Well there are actually two similar postures that mean completely different things. Very subtle
There is a head down, push under the other's nose, with body fully pushed towards the other bunny - That is a dominant posture. Like what Bailey, the white/brown lop is doing to Rucy. Rucy also has her head down, but her butt is higher up, not relaxed, ready to bolt if need be. Plus, what you can't see in the pictures is Bailey pushed into Rucy. Rucy is just responding cautiously before she grooms her.
Then there is a head down, farther away from the other's nose, but again back side slightly up (ready to escape) That is not requesting to be dominant, more of a cautious request to be groomed, more as acceptance. Like how Rucy is in the 3rd picture.
Bailey, the lop, is always pushing - demanding to respected as the top bunny. Where as with Rucy, the gray bunny, she is carefully asking to be accepted.

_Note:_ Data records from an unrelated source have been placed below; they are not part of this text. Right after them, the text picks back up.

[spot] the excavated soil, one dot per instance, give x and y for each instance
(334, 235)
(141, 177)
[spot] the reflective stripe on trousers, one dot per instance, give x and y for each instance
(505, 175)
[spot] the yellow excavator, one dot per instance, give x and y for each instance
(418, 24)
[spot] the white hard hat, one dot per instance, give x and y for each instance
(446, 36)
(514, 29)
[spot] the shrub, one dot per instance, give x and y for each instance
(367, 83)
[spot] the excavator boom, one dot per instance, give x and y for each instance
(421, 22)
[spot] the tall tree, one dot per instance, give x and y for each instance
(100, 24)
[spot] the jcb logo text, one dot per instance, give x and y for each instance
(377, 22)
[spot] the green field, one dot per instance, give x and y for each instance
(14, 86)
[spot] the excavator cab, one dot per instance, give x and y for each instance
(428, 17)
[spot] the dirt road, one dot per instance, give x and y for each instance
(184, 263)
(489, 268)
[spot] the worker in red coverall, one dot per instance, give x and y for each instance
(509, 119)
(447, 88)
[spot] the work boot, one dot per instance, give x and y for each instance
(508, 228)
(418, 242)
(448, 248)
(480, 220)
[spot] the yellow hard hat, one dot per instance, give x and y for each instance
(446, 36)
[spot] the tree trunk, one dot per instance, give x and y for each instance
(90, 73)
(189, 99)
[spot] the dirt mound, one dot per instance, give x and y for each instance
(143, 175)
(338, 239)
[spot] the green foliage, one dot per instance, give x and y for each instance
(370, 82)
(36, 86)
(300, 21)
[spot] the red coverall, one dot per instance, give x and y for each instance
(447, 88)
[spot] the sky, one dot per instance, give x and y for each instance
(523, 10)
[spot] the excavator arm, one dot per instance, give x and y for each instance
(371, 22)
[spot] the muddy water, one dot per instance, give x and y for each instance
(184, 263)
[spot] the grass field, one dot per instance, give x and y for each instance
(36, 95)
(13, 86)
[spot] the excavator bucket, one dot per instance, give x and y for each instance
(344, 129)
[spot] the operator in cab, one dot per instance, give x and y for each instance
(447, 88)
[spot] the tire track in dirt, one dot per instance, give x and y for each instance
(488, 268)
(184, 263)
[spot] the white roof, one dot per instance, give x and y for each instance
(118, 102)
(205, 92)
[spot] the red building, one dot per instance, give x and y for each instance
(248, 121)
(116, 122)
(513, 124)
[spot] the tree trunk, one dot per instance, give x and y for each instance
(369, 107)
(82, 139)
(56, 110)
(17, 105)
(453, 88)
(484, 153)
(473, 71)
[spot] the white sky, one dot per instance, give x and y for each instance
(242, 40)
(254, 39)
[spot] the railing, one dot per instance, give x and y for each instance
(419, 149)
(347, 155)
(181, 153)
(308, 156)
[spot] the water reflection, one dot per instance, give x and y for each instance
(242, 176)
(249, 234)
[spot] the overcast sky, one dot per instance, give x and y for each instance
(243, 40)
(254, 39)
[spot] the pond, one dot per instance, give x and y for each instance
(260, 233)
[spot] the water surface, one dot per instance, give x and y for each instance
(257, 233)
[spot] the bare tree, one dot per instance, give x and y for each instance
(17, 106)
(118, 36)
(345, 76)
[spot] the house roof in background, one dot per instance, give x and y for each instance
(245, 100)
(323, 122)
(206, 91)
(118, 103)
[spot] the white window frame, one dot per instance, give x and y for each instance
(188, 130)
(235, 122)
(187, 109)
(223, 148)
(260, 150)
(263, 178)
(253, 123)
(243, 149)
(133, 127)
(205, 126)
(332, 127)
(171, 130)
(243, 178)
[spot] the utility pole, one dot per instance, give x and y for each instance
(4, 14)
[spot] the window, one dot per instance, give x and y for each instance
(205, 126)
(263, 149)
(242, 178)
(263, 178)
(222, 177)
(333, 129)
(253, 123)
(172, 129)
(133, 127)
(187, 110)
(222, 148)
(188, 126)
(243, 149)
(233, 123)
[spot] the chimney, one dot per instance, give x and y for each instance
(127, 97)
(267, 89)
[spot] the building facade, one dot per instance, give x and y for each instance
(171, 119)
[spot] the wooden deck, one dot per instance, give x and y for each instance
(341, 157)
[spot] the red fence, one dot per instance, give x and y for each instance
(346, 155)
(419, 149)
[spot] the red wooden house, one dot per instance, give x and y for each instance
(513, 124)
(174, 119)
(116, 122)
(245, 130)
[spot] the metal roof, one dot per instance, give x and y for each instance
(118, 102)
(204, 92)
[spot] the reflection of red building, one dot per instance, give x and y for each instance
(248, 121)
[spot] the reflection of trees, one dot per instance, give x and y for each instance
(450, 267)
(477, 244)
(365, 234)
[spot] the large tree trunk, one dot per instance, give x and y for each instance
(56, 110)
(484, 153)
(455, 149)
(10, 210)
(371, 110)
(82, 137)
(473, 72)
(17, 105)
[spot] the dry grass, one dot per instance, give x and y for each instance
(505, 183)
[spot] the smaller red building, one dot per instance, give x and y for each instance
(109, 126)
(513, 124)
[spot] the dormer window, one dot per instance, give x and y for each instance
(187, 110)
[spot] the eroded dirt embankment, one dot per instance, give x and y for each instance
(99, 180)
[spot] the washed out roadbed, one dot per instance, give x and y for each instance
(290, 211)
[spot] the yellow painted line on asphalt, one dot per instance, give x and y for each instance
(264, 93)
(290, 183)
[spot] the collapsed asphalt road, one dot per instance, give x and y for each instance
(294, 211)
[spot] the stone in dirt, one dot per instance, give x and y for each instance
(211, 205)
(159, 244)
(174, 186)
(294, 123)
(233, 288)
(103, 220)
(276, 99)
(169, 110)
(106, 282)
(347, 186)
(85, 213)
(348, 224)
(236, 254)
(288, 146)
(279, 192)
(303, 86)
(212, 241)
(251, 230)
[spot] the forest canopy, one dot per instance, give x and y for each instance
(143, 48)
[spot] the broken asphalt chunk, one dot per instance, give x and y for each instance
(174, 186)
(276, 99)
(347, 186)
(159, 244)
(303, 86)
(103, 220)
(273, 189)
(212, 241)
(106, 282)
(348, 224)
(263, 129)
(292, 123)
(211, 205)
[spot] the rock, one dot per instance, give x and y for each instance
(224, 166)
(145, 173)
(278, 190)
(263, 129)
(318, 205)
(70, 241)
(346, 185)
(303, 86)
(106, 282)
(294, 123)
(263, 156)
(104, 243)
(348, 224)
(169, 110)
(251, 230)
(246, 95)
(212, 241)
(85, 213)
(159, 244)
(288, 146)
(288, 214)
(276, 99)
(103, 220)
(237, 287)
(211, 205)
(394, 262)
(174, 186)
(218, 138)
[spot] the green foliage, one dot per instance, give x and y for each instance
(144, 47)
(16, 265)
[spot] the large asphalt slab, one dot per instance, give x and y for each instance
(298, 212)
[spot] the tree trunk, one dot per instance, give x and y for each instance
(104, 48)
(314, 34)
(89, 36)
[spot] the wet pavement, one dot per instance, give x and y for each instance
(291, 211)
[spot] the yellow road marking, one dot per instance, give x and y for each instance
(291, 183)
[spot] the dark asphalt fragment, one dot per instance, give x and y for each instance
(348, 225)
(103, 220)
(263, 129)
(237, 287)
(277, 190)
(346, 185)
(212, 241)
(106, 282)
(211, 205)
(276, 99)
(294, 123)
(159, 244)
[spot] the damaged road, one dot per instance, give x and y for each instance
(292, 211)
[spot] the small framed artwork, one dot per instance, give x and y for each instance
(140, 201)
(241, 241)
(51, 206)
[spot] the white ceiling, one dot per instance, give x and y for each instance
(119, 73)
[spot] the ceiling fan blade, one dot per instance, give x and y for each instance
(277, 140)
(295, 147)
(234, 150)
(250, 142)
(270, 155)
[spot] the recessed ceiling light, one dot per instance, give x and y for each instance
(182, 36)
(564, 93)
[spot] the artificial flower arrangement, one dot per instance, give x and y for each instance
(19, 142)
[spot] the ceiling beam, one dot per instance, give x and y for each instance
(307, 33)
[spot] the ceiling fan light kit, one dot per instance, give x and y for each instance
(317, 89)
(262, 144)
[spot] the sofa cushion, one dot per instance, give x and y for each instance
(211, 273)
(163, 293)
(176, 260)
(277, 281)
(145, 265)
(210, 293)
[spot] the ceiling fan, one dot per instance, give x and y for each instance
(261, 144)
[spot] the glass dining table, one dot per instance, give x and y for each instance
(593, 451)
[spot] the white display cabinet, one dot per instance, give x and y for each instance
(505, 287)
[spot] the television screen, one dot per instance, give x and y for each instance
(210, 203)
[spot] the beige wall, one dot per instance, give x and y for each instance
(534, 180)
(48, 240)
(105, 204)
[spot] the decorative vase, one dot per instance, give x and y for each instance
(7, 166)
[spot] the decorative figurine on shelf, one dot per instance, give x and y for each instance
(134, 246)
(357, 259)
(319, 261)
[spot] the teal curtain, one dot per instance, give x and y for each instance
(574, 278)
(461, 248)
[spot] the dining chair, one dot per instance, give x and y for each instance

The 3rd picture, Rucy sees Bailey grooming herself, and from a distance asks if she could be groomed too. She is not demanding it, so therefore she is being more passive.
Hopefully that answers your questions. Bunnies really have a subtle language.
Once hierarchy has been established, both bunnies can end up grooming each other as just a display of friendship - Depending on how queenish or kingish the dominant bunnies are.
Also, your bunny may be still mounting him to make sure that even if she grooms him, that he understands she's the boss.